Lucy brushed a tear away but didn’t try to deny the truth of Lynn’s words. “Why couldn’t I want something easy?”
“Because that’s not like you. You’ve always been fond of the difficult.”
“True enough. I like you, after all.”
Lynn gave her a halfhearted kick and they settled against the tree together, sipping water and watching the birds fly overhead.
Days later, Lucy pulled Spatter up beside Black Horse, no longer content with riding in silence. “How close are we?”
“To Nebraska? Close. But we’ll be crossing another river to get there, the Missouri.”
“Is it big, like the last one?”
“No”—Lynn shook her head—“doesn’t look to be nearly as big. I think the horses could swim it. The closest bridge to our route goes into a city, and I don’t like the look of it. What you said earlier is right, there’s nobody out here, so where’d they all go?”
“You think everyone is in the cities? But why would they do that, when there’s plenty of streams out here?”
“I don’t know, but the more I think on it, the more it worries me. We’ve had no problem finding water, which isn’t surprising. But nobody’s giving us any trouble about taking it, either, and that’s downright weird.”
Lucy thought of Entargo, and the rotted emptiness of its streets. “What if there was an illness like back home and there isn’t anybody left in the whole state?”

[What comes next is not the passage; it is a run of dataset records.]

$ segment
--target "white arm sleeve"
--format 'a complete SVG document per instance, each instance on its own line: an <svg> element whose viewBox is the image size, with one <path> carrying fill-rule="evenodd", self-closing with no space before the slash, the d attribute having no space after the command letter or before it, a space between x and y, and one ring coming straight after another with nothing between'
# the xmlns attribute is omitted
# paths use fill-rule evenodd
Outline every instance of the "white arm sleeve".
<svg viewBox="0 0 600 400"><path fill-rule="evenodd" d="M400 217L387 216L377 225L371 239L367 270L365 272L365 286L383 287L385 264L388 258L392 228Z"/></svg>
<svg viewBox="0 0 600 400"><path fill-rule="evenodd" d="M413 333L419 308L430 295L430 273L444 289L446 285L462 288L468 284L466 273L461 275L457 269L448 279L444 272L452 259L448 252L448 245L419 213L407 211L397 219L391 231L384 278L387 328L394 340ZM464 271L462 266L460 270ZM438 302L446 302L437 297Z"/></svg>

“Then I’m not anxious to hang around and get sick.”
Lucy fiddled with Spatter’s mane, her fingers burning off the nervousness that rippled through her body. “This river, you think it’ll have a strong current?”
“Doubt it, there’s not been much rain.” Lynn glanced over at Lucy and her busy hands. “It’s not as big, kiddo. It won’t make you feel so small.”
Lucy looked at her fine-boned fingers, as she picked a knot from Spatter’s mane. “Doesn’t take much,” she said.
Black Horse picked up his pace, and Spatter jogged to keep up, making her drop his mane for the reins. “The horses smell it.”
They rode on, until the Missouri was spread before them like a silver ribbon coursing through the land. It was not nearly the size of the Mississippi, and Lucy’s breath left her in a wave of relief. They let the horses drink first and rest in the shade of the trees growing by the bank. The women filled their bottles as well, dousing their hair and drenching their shoulders before refilling for the road.
“C’mere, Mister,” Lynn said gruffly, pulling on Black Horse’s reins.